Maybe its the channel mapping on channels below 100 for local channels.


----------



## LarryH (Jun 10, 2002)

> _Originally posted by Jacob S _
> *Maybe its the channel mapping on channels below 100 for local channels. *


The channel mapping feature showed up in L102. The update I got today was L103. Doesn't look like it has slow motion.


----------



## SParker (Apr 27, 2002)

Looks like they fixed the problem with the CID history I had. They removed the Cancel button.


----------



## John Corn (Mar 21, 2002)

Mine's at L103 now. You would have thought they would have fixed more than CID? I can't wait for Dish Home.


----------



## rolou21 (Apr 4, 2002)

Just received L103 update just shortly after 11pm eastern. Do not notice anything different other than menu functions are a little slow....What was the update for?


----------



## Jacob S (Apr 14, 2002)

The problem that I had earlier with me having to select extra buttons not having the options of deleting the program is fixed now.

Anybody else notice any changes?


----------



## BobtopFL (Aug 4, 2002)

According to DISH there was one problem with the new 721 that they were trying to fix immediately. When the 721 is used in conjunction with a DishPro Twin LNBF it caused the receiver to drop the 119 or 110 satellite. They were working on the problem and according to DISH were to have it fixed in a week or so. At 6:00pm Eastern time a new download L103 came through. I am assuming this is the fix they were talking about because I am not dropping 119 or 110 at this time. If there is going to be another one in a week or so I do not know what it is going to do.


----------



## Greg Haynes (Jul 11, 2002)

Anyone figure out what exactly v103 does? I thought it would fix going to live mode bug, but it still does it.

Scott, you seem to know all the inside information. Any news?


----------



## Scott Greczkowski (Mar 21, 2002)

Nope I have heard nothing, maybe they are mad at me for being mad about not being able to use your own ISP with the 721.


----------



## Jacob S (Apr 14, 2002)

I talked to an advanced technician and they said that they are still working on that particular problem.


----------



## marshalk (Jun 9, 2002)

I just wish they would put the software on 119 in addition to 110. For such an infrequent, low bandwidth use you wouldn't think it would not be a problem.


----------



## Jacob S (Apr 14, 2002)

Their way of doing it is to delay the software release.

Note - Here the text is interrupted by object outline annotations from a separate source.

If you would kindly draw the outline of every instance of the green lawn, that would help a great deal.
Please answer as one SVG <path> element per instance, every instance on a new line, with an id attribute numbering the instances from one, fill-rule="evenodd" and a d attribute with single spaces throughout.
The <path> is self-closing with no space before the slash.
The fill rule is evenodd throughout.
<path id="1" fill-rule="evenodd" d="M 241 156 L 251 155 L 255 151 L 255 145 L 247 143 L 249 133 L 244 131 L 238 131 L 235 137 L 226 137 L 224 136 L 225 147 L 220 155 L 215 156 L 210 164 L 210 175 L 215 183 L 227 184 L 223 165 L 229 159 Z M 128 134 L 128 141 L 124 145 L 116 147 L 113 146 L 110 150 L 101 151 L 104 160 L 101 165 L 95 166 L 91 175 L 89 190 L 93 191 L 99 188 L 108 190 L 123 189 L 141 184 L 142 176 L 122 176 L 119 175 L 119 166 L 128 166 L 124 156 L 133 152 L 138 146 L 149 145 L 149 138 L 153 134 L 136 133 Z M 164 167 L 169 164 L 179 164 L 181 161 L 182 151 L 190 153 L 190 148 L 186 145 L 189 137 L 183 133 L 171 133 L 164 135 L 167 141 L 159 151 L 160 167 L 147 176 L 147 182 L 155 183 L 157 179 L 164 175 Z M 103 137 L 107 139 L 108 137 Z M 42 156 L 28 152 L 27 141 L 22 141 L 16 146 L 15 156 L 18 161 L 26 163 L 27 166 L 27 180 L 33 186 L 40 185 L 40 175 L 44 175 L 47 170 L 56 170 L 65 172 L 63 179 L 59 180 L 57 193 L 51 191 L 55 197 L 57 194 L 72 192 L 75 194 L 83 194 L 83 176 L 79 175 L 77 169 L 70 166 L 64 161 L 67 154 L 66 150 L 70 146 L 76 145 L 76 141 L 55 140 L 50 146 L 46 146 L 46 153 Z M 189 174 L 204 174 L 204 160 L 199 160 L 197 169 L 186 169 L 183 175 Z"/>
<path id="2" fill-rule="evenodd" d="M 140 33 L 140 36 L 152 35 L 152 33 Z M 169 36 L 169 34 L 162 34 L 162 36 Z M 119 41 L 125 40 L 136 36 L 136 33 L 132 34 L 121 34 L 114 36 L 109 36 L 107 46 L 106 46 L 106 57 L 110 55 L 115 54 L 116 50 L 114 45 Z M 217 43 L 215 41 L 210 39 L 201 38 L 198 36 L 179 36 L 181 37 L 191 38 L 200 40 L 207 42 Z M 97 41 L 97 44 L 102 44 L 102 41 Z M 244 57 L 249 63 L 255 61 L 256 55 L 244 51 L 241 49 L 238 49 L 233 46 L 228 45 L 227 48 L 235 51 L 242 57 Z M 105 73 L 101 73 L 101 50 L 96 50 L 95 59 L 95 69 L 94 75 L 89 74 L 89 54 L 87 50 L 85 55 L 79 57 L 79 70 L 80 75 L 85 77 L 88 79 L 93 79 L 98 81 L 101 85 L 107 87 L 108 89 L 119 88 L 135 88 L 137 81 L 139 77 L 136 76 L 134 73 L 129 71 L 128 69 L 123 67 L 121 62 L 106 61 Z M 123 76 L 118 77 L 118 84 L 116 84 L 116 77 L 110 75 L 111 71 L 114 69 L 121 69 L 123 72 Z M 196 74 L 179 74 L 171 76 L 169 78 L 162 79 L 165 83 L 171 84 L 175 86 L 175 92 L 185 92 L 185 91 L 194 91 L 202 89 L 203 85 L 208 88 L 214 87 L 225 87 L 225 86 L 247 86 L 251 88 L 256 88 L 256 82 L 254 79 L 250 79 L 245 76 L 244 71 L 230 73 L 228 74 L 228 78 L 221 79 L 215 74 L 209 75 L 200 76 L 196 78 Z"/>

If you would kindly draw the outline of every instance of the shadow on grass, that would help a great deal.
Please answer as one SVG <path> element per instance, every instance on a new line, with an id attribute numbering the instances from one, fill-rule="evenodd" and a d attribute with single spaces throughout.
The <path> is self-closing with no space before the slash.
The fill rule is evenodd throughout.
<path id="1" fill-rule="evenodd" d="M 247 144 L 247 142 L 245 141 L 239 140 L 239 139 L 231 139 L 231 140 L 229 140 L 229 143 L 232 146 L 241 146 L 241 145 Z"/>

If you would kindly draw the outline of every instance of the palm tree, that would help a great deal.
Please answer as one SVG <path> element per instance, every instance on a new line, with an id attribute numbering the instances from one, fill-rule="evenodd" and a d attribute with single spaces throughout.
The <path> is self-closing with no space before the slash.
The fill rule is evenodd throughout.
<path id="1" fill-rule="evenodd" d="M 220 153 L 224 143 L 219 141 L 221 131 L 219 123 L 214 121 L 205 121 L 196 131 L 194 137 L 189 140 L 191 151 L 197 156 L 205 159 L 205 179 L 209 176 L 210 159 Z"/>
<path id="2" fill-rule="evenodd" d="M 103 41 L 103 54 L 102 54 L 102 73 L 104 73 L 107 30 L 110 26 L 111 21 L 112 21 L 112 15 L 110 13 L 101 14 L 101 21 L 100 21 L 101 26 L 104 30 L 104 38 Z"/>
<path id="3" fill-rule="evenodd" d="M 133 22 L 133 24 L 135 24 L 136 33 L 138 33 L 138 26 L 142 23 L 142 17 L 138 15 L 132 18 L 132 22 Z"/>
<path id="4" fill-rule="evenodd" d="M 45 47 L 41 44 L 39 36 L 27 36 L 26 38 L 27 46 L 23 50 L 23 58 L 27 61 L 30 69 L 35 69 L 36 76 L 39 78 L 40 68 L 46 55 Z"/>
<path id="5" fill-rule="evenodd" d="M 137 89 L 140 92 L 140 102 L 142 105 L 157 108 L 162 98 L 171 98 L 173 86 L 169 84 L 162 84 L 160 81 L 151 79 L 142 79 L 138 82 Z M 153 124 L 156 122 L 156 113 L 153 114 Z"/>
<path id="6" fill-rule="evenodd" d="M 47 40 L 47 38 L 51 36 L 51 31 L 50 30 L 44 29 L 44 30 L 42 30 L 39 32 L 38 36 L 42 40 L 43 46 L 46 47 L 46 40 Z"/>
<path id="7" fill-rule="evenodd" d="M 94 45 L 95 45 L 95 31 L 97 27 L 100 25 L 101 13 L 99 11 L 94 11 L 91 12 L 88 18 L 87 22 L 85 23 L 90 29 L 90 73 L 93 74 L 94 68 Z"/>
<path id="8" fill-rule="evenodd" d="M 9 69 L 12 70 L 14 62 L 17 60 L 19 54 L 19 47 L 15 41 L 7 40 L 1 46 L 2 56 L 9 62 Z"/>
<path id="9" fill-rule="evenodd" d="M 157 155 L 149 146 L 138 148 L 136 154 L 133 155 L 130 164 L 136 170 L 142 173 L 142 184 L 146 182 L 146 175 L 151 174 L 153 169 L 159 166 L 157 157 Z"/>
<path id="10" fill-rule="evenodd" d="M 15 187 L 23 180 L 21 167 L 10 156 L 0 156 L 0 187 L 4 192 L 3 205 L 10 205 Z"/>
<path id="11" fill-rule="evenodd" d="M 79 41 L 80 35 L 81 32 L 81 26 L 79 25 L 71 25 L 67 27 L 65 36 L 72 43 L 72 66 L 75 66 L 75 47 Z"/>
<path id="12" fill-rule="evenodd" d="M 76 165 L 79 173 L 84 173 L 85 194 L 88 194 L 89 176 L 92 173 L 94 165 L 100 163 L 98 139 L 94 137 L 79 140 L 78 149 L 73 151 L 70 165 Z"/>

Maybe it is something they cannot fix that easily.


----------



## Bill Mullin (Jul 24, 2002)

I had lots of little glitches with L102, and some that weren't so little such as rebooting all by itself 3 times one day while playing back various recordings. Since L103 has been loaded into my system I've had no problems at all. Either I've been very lucky lately or the L103 has swatted a number of bugs!

- Bill


----------